Sebut saja negara bernama Vodkubuzia yang dikemukakan pada bab pertama. Negara ini memiliki ibukota bernama Manich Depression (Gellner memberikan keterangan bahwa anda akan menemukan kota ini jika melihat peta dengan sungguh-sungguh–Vodkubuzia adalah fiktif, tapi wilayah bernama Kuma-Manych Depresssion memang ada). Menurut Gellner, negara ini menjadi menarik karena beberapa politisinya (dan sebagian masyarakatnya) mengidap apa yang ia sebut sebagai Trauma Resistance (atau istilah kerennya TR). Setelah dilacak, para pengidap TR ini berasal dari era dimana Vodkubuzia mengalami masa kelam. Alhasil, mereka tidak lagi mampu merasakan trauma apapun (karena sudah kebal). Dua puluh tahun kemudian, ketika para pengidap TR ini menjabat di berbagai instansi pemerintahan, sebuah ide muncul untuk membuat sebuah hari peringatan: Trauma Day. Pada hari inilah, (ceritanya) Gellner diundang oleh pemerintah Vodkubuzia sebagai seorang bloblogist yang bertugas mengumpulkan data tentang trauma. Berikut (ceritanya) adalah ringkasan dari laporan akhir sang bloblogist, “…tidak ada jawaban mudah, bahkan mungkin tidak ada cara [untuk menghilangkan TR]. Penyakit ini menyebabkan masyarakat terbagi dua: menjadi puritan suci tanpa kompromi, atau praktisi realpolitik teledor tanpa gagasan. Keduanya sama sekali tidak dapat saya pahami hanya dengan menggunakan kerangka “traumatis” saya sendiri. Namun satu hal yang dapat dipastikan bahwa walaupun TR ini mewabah, tapi keberadaannya tetap memberikan izin moral bagi seseorang untuk tetap merasa cemas.” Laporan Gellner tentang Vodkubuzia berakhir disini.

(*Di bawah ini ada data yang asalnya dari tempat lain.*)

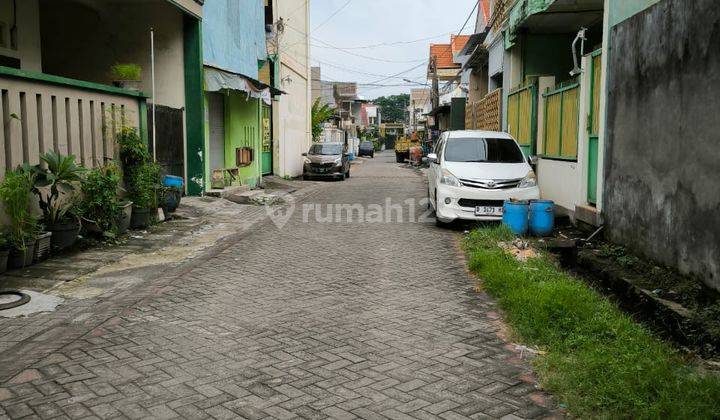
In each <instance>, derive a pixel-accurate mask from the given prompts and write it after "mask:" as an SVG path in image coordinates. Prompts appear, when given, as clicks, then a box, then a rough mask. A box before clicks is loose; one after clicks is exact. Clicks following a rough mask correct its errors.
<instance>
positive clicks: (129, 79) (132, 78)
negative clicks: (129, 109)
mask: <svg viewBox="0 0 720 420" xmlns="http://www.w3.org/2000/svg"><path fill="white" fill-rule="evenodd" d="M141 74H142V67H140V66H139V65H137V64H132V63H125V64H120V63H118V64H115V65H114V66H112V67H110V76H111V78H112V80H113V85H115V86H116V87H119V88H123V89H129V90H140V82H141V81H142V80H141Z"/></svg>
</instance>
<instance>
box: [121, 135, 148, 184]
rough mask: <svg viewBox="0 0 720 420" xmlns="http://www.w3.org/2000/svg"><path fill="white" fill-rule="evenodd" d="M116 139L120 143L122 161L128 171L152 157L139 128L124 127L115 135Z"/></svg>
mask: <svg viewBox="0 0 720 420" xmlns="http://www.w3.org/2000/svg"><path fill="white" fill-rule="evenodd" d="M115 139H116V141H117V142H118V145H120V161H121V162H122V164H123V167H124V169H125V172H126V173H128V172H132V170H133V168H134V167H136V166H139V165H142V164H144V163H145V162H147V161H148V160H149V159H150V153H149V152H148V148H147V145H146V144H145V142H144V141H143V139H142V138H141V137H140V134H138V131H137V129H135V128H132V127H123V128H121V129H120V131H118V133H117V134H116V135H115Z"/></svg>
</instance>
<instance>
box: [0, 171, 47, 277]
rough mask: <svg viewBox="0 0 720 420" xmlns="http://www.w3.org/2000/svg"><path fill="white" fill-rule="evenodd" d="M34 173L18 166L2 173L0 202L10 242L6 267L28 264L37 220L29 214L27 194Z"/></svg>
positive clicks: (7, 241) (28, 200) (31, 254)
mask: <svg viewBox="0 0 720 420" xmlns="http://www.w3.org/2000/svg"><path fill="white" fill-rule="evenodd" d="M34 182H35V173H34V172H33V171H27V170H25V169H24V168H22V167H21V168H18V169H16V170H15V171H10V172H8V173H6V174H5V179H4V180H3V181H2V183H0V201H2V202H3V205H4V207H5V212H6V213H7V216H8V218H9V219H10V226H9V228H8V232H7V242H8V243H9V245H10V253H9V256H8V266H9V267H11V268H21V267H25V266H27V265H30V264H32V260H33V255H34V250H35V241H36V238H37V234H38V224H37V219H36V218H35V217H34V216H33V215H32V213H30V210H29V208H30V194H31V190H32V188H33V185H34Z"/></svg>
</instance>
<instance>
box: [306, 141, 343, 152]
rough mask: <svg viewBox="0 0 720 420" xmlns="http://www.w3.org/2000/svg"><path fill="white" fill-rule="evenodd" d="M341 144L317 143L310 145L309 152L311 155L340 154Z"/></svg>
mask: <svg viewBox="0 0 720 420" xmlns="http://www.w3.org/2000/svg"><path fill="white" fill-rule="evenodd" d="M342 149H343V147H342V144H335V143H332V144H322V143H317V144H313V145H312V146H310V152H309V154H311V155H341V154H342Z"/></svg>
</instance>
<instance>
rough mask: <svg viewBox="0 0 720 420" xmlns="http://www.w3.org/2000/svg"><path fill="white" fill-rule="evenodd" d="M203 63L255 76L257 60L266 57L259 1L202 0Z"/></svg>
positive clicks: (228, 69)
mask: <svg viewBox="0 0 720 420" xmlns="http://www.w3.org/2000/svg"><path fill="white" fill-rule="evenodd" d="M202 25H203V27H202V30H203V62H204V63H205V64H206V65H208V66H213V67H216V68H219V69H223V70H227V71H230V72H233V73H240V74H243V75H246V76H248V77H251V78H253V79H257V78H258V62H262V61H265V60H266V59H267V49H266V47H265V5H264V2H263V0H205V5H204V7H203V24H202Z"/></svg>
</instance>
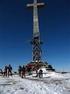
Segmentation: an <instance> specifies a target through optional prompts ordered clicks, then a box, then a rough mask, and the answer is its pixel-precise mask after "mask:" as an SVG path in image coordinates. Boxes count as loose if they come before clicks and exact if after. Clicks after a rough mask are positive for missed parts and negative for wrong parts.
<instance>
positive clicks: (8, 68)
mask: <svg viewBox="0 0 70 94" xmlns="http://www.w3.org/2000/svg"><path fill="white" fill-rule="evenodd" d="M8 70H9V75H11V76H12V66H11V65H10V64H9V66H8Z"/></svg>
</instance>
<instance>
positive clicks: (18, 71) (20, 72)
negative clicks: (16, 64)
mask: <svg viewBox="0 0 70 94" xmlns="http://www.w3.org/2000/svg"><path fill="white" fill-rule="evenodd" d="M21 71H22V67H21V66H19V68H18V73H19V76H20V77H21Z"/></svg>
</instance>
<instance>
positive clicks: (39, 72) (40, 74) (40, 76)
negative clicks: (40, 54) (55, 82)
mask: <svg viewBox="0 0 70 94" xmlns="http://www.w3.org/2000/svg"><path fill="white" fill-rule="evenodd" d="M42 77H43V71H42V70H41V69H40V70H39V78H42Z"/></svg>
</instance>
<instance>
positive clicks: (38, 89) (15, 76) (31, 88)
mask: <svg viewBox="0 0 70 94" xmlns="http://www.w3.org/2000/svg"><path fill="white" fill-rule="evenodd" d="M47 74H48V75H50V77H49V78H48V77H46V78H41V79H39V78H36V79H35V78H32V77H30V78H29V77H28V78H26V79H21V78H20V77H19V76H17V75H15V76H13V77H9V78H6V77H1V76H0V94H70V73H67V74H59V73H55V72H51V73H47Z"/></svg>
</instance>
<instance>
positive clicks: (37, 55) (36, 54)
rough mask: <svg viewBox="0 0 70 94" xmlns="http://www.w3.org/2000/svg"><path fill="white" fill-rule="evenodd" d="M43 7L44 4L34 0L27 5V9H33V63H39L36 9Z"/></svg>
mask: <svg viewBox="0 0 70 94" xmlns="http://www.w3.org/2000/svg"><path fill="white" fill-rule="evenodd" d="M39 6H44V3H38V2H37V0H34V3H33V4H27V7H33V38H32V41H31V44H32V59H33V61H34V62H41V53H42V50H41V43H42V42H41V40H40V31H39V21H38V7H39Z"/></svg>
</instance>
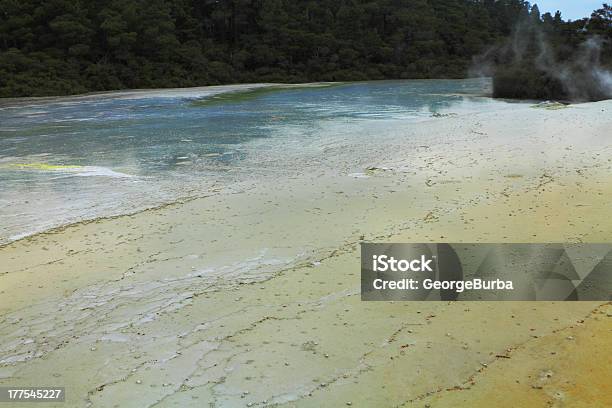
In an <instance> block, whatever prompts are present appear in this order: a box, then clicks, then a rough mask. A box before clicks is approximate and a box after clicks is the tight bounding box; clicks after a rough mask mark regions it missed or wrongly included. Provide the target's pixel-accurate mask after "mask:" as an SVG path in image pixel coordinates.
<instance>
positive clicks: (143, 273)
mask: <svg viewBox="0 0 612 408" xmlns="http://www.w3.org/2000/svg"><path fill="white" fill-rule="evenodd" d="M611 109H612V103H611V102H600V103H593V104H584V105H576V106H570V107H568V108H567V109H564V110H562V111H550V110H542V109H530V108H529V107H526V106H523V105H517V106H516V107H514V108H512V109H508V110H504V111H500V112H494V113H482V114H476V115H456V116H451V117H445V118H442V119H440V118H436V119H432V120H430V121H427V122H423V123H421V124H419V126H414V125H411V124H407V125H405V126H403V127H400V128H399V129H398V130H397V132H398V134H399V135H400V136H397V135H395V137H394V138H392V139H383V141H381V144H380V146H379V147H378V149H379V150H380V151H381V152H384V153H385V154H384V157H385V158H386V159H385V161H384V162H380V163H379V162H370V163H357V164H356V163H355V162H353V161H352V159H351V154H354V153H355V151H356V149H357V148H358V147H356V146H350V145H348V146H339V147H337V149H336V150H335V151H333V150H332V151H331V152H330V153H328V154H330V155H333V156H334V160H335V161H334V163H337V161H338V160H341V161H342V163H343V165H342V166H337V165H336V166H326V165H321V167H320V169H319V170H318V171H316V172H306V173H304V174H299V175H297V176H296V175H294V174H292V175H291V176H290V177H289V176H287V177H284V176H283V175H278V177H275V179H274V180H263V181H261V182H259V183H256V184H253V183H251V184H249V183H247V182H245V183H244V184H243V185H238V186H233V187H232V188H231V189H230V188H227V189H219V190H216V191H211V193H210V195H209V196H207V197H200V198H196V199H192V200H187V201H184V202H180V203H176V204H173V205H168V206H164V207H162V208H157V209H151V210H148V211H144V212H141V213H137V214H133V215H129V216H122V217H113V218H108V219H99V220H95V221H92V222H84V223H79V224H74V225H71V226H68V227H64V228H61V229H57V230H54V231H50V232H48V233H44V234H39V235H35V236H32V237H29V238H25V239H22V240H19V241H16V242H13V243H10V244H7V245H5V246H3V247H2V248H0V294H1V297H0V299H1V300H0V313H1V319H0V385H3V386H4V385H11V386H15V385H20V386H25V385H34V384H39V385H57V386H65V387H66V402H65V403H62V404H58V405H57V406H61V407H89V406H91V407H122V408H124V407H171V406H177V407H189V406H193V407H204V406H211V407H243V406H260V407H263V406H297V407H321V406H332V407H338V406H349V405H350V406H354V407H361V406H363V407H384V406H389V407H393V406H396V407H411V406H419V407H420V406H431V407H457V406H471V407H477V406H482V407H489V406H500V407H514V406H517V404H518V405H521V406H556V407H566V406H567V407H569V406H571V407H579V406H585V407H586V406H589V407H598V406H599V407H604V406H611V405H612V401H611V400H610V395H612V393H610V386H609V380H610V375H611V374H612V373H611V371H610V370H611V367H612V364H611V362H610V356H612V349H611V347H612V346H611V344H612V342H611V333H610V328H611V327H612V326H611V324H610V323H611V320H610V316H611V310H610V306H609V305H605V304H601V303H562V302H539V303H532V302H516V303H515V302H510V303H491V302H482V303H401V302H371V303H369V302H361V301H360V296H359V291H360V275H359V265H360V263H359V243H360V242H362V241H372V242H376V241H383V242H430V241H433V242H438V241H443V242H565V241H569V242H609V241H610V240H611V239H612V217H610V199H611V198H612V183H611V177H612V176H611V175H612V172H611V169H612V162H611V160H612V144H611V143H612V142H611V139H610V129H612V115H610V114H609V111H610V110H611ZM602 111H605V112H607V113H606V114H602V113H601V112H602ZM519 117H520V118H521V120H517V118H519ZM401 135H405V136H401ZM381 157H382V156H381ZM321 160H322V162H323V163H325V160H326V155H325V154H322V159H321ZM368 169H370V170H368ZM372 169H376V171H374V170H372ZM357 173H359V174H363V175H364V177H351V176H350V175H351V174H357ZM517 401H520V402H517ZM466 404H469V405H466Z"/></svg>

Cerita tentang politisi (dan masyarakat) pengidap TR di Vodkubuzia adalah humor gelap yang menjadi benang merah bagi bab-bab selanjutnya pada buku ini. Voldemar Tomusk dalam esay berjudul “Big Freeze in Vodkobuzia: the Path of the Past, and Involution of the Post-Communist Academia” (2007), menjelaskan bahwa analogi Vodkubuzia mengacu pada kemandegan yang terjadi di negara-negara post-komunis di timur Eropa. Bisa saja Tomusk benar, tapi rasanya TR dapat terjadi dimanapun–karena pada uraian selanjutnya Gellner tidak hanya berbicara tentang negara post-komunis, tapi pada bentang yang lebih luas: mulai dari pembentukkan Eropa (bab dua), pengaturan masyarakat di Maroko (bab tiga), romantisisme trauma Yahudi (bab empat), kegalauan Hamlet yang melekat pada masyarakat Eropa (bab delapan) hingga kecemasan kolektif yang di usung Ayatollah Khomeini (bab sembilan). Seluruh topik yang terserak ini ternyata memiliki dasar yang sama: yaitu rasa kebal pada trauma–karena toh walaupun memiliki pengetahuan tentang sejarah, manusia tetap jatuh pada lubang yang sama (menurut Gellner, ketika rasa sakit yang satu berakhir dan tatanan menjadi ajeg, setiap masyarakat cenderung menciptakan pembaruan: pada tatanan, dan juga pada rasa sakit dalam proses pembentukannya). Kecenderungan ini terjadi pada kompleksitas masyarakat Eropa juga pada bentuk masyarakat tribal (sebelum negara) di Maroko. Dalam mengemukakan perbandingan ini, Gellner menyatakan bahwa dalam setiap kohesi sosial membutuhkan dua kutub: yaitu memori kolektif dan amnesia kolektif. Memori dibutuhkan sebagai bentuk pembenaran (singkatnya skenario drama), sedangkan amnesia dibutuhkan agar masyarakat lupa akan luka yang dulu pernah dialami (atau sebagai obat kebal akan trauma). Negara bangsa di Eropa dibangun (dan dipertahankan) atas dasar keduanya (sehingga perang menjadi adil, dan sebagainya, dan sebagainya…). Sedangkan pada masyarakat tribal di Maroko, kohesi sosial dihasilkan atas keberadaan musuh bersama–dengan kata lain, setiap kohesi sosial sangat rentan dijangkiti TR, (atau dalam kelakar Gellner: kadarnya akan meningkat jika tatanan sosial berada di tangan pemimpin yang hobi memakai kostum aneh-aneh).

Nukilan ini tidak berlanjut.